訪日外国人の増加で空港利用者は増加しているものの、空港で働く人の離職率は高く、人手不足が顕著になっている。こうした中、航空連合は、空港で働くことの魅力をアピールするための取り組みを始めた。

同団体は、航空会社で働く人たちを中心に結成された、航空関連産業の産業別労働組合。4月11日に、羽田空港に隣接した羽田エクセルホテル東急で記者発表会を開催した。

裏方のスタッフは「お客様と接する機会も少なく、やりがいを感じづらい」

航空連合の松岡宏治会長

航空連合の松岡宏治会長

近年、空港利用者は増加傾向にある。国際線の旅行者数は、年々増加しており、2015年には7904万人に達した。訪日外国人も2011年以降、前年比20パーセント以上の増加を続け、2016年には2400万人を突破した。2020年には東京オリンピックを控え、ますます外国人観光客が増える見込みだ。

空港利用者がうなぎ上りに増える一方、空港では働き手が不足している。採用予定人数が集まらなかったり、採用しても定着せずに辞めてしまったりすることが多い。特にグランドスタッフ、グランドハンドリング、貨物の3職種で人手不足が深刻だ。

グランドスタッフとは、チェックインや案内を担当する空港の顔。グランドハンドリングと貨物は、手荷物の搭載や機内清掃、荷物の搭載計画立案をはじめとする業務を行う。

なぜ離職者が多いのか。航空連合の松岡宏治会長は、「一見、華やかに見えるグランドスタッフも実際にはかなり大変な仕事」と語る。
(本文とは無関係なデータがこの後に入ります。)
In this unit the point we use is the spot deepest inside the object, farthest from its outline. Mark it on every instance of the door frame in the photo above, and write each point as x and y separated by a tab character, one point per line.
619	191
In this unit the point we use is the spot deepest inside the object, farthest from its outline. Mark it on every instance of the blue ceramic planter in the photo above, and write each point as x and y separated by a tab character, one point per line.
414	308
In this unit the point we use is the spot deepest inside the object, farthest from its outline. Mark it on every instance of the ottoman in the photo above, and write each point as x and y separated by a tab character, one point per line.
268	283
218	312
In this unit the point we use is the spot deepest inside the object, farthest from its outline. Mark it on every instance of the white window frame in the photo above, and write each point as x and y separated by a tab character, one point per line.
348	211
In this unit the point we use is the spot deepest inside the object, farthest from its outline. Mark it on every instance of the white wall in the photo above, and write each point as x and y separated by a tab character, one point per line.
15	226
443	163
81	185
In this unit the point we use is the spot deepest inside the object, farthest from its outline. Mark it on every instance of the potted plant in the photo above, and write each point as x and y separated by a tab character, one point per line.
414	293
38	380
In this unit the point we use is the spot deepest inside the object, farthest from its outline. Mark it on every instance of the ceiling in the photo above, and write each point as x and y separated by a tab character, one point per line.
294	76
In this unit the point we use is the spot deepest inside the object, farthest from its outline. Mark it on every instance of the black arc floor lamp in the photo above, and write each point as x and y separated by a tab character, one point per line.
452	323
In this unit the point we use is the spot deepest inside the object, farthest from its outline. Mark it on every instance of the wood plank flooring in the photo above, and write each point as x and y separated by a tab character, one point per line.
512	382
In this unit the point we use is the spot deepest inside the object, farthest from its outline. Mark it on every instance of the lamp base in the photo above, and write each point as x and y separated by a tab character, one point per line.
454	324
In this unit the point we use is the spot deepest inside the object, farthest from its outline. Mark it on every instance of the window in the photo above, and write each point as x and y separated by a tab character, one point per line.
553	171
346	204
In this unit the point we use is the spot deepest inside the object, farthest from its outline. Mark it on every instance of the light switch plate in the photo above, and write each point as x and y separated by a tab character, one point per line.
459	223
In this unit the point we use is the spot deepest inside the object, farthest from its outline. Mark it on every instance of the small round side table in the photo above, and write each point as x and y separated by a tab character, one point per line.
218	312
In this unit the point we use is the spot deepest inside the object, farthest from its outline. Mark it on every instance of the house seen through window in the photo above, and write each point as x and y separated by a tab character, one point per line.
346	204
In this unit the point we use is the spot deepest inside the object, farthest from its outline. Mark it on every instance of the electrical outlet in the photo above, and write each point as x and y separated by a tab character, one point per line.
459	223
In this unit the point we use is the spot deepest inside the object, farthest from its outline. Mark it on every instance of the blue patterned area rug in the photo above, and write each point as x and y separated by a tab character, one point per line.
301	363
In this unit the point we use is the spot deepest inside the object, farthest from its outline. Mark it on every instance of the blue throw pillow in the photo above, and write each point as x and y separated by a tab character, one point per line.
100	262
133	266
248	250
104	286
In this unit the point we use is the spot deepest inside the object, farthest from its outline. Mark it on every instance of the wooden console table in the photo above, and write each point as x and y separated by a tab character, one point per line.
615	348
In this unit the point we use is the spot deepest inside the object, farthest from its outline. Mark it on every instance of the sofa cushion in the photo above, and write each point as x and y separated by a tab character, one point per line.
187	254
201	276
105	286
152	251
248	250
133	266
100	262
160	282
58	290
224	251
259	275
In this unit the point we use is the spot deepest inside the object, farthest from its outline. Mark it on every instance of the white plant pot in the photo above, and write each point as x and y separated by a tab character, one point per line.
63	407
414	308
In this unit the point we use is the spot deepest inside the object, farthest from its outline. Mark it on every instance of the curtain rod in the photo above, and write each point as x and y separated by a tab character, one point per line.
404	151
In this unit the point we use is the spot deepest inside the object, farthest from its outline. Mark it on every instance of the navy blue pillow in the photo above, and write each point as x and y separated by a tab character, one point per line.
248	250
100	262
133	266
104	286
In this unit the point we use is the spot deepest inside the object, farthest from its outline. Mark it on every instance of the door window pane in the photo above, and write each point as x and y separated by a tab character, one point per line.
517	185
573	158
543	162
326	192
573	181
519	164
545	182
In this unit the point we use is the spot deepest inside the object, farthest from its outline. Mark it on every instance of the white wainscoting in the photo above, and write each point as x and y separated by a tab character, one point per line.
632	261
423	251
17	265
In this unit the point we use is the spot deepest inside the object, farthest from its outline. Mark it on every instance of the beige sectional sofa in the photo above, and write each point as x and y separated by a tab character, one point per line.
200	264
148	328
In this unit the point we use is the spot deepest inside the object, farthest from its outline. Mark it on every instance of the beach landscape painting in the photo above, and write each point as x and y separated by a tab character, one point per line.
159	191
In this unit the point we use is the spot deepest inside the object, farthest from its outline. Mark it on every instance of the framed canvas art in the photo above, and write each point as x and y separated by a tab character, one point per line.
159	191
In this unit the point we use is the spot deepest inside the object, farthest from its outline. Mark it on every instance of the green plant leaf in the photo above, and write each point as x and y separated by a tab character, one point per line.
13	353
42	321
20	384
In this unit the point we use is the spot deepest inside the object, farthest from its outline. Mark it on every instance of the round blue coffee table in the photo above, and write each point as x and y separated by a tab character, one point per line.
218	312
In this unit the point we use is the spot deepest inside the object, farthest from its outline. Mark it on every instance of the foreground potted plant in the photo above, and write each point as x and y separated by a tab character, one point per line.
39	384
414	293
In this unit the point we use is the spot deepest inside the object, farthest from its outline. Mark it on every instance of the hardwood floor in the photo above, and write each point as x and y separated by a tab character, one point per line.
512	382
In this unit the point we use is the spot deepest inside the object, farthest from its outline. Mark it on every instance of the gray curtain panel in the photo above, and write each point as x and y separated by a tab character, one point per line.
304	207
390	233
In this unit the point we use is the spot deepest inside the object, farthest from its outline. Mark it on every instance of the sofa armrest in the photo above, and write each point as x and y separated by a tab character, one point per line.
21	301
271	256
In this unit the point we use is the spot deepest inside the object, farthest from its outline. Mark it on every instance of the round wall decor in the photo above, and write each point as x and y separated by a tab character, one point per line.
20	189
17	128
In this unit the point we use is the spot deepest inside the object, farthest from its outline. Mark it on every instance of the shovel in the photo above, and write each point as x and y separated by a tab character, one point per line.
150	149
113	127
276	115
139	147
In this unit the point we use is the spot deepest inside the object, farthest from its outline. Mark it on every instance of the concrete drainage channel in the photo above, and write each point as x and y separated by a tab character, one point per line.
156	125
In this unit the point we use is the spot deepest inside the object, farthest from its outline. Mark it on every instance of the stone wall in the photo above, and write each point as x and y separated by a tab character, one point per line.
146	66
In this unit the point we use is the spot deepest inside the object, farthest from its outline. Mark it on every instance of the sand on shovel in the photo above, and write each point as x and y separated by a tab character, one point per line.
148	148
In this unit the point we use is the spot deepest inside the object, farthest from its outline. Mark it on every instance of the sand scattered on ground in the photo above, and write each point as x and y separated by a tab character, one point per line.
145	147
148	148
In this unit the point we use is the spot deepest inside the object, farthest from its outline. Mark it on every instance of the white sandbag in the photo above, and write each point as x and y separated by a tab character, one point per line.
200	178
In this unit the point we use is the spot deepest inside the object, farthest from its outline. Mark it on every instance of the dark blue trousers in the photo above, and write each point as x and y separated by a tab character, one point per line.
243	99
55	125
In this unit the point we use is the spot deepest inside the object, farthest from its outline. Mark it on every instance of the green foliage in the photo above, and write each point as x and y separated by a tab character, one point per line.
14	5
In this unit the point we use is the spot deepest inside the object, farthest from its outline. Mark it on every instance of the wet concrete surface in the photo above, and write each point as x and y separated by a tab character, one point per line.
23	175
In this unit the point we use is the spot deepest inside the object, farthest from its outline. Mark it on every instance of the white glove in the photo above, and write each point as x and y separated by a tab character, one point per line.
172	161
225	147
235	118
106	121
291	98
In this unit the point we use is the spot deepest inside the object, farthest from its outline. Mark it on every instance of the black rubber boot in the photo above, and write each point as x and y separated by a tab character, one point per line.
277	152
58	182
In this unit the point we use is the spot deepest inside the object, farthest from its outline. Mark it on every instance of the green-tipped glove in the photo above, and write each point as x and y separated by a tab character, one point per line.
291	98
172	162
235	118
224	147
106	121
「グランドスタッフは、チェックインカウンターでの業務や出発ゲートでの業務が中心になります。華やかなイメージがありますが、実は動き回ることが多い仕事なんです。チェックインが遅れているお客様がいれば、走り回って探したり、お客様の荷物を持って走ったり。万歩計を付けていると、1日3万歩になることもあります」

またグランドハンドリングや貨物のスタッフは、「過酷な肉体労働だが、感謝されることが少ない」という。

「グランドハンドリングのスタッフは、飛行機に搭乗するときにお客様が通る搭乗橋を機体に付けたり、車両を用いて飛行機を駐機場から押し出したりします。屋外での作業ですから、夏は炎天下で、冬は雪が降る中で作業することになります。かなり過酷な仕事です。夏場には塩飴を舐めながら仕事をすることもあります。お客様と接する機会も少なく、なかなかやりがいを感じることができません」

こうした仕事の過酷さに耐えかね、離職してしまう人が少なくないのだ。

特設サイトもオープン「企業サイトには掲載できないインタビューも公開」

航空連合は、ANAグループの労働組合や成田日航ホテル労働組合など54組合が加盟する産業別労働組合だ。組合員は3万8125人で、ほとんどが正規労働者だが、非正規労働者も5.3%含まれている。1999年に結成されてから、労働条件の改善や政策提言に取り組んできた。

羽田エクセルホテル東急で記者発表会が開催された。

羽田エクセルホテル東急で記者発表会が開催された。

今後は、空港で働くことの魅力をアピールし、人手不足を解消するため、広報活動やイベント開催を行っていくという。手始めとして、4月11日に「空港の裏方お仕事図鑑2017」を開設。仕事紹介の動画や現役スタッフのインタビュー、漫画を公開している。

松岡会長は、「こうした活動を通して、空港で働くことの魅力を知ってもらいたい」と話す。

「各航空会社の企業イメージには頼らず、職種そのものに興味を持ってもらいたいと思っています。現場をよく知っているからこそ、『グローバル』といった華やかなイメージよりも、リアリティを重視して発信していきたい。

インタビューには、企業のホームページには掲載できないような率直な声もそのまま載せています。また漫画を作成するために、組合員にヒアリングをしてネタを収集しました。今回はグランドスタッフ、グランドハンドリング、貨物の3つの職種に焦点を当てていますが、今後はより多くの職種を紹介していきたいと思っています」

航空連合では、引き続きインタビューや漫画の更新を行うほか、ブロガー向けイベントでの広報活動などを行っていく予定だ。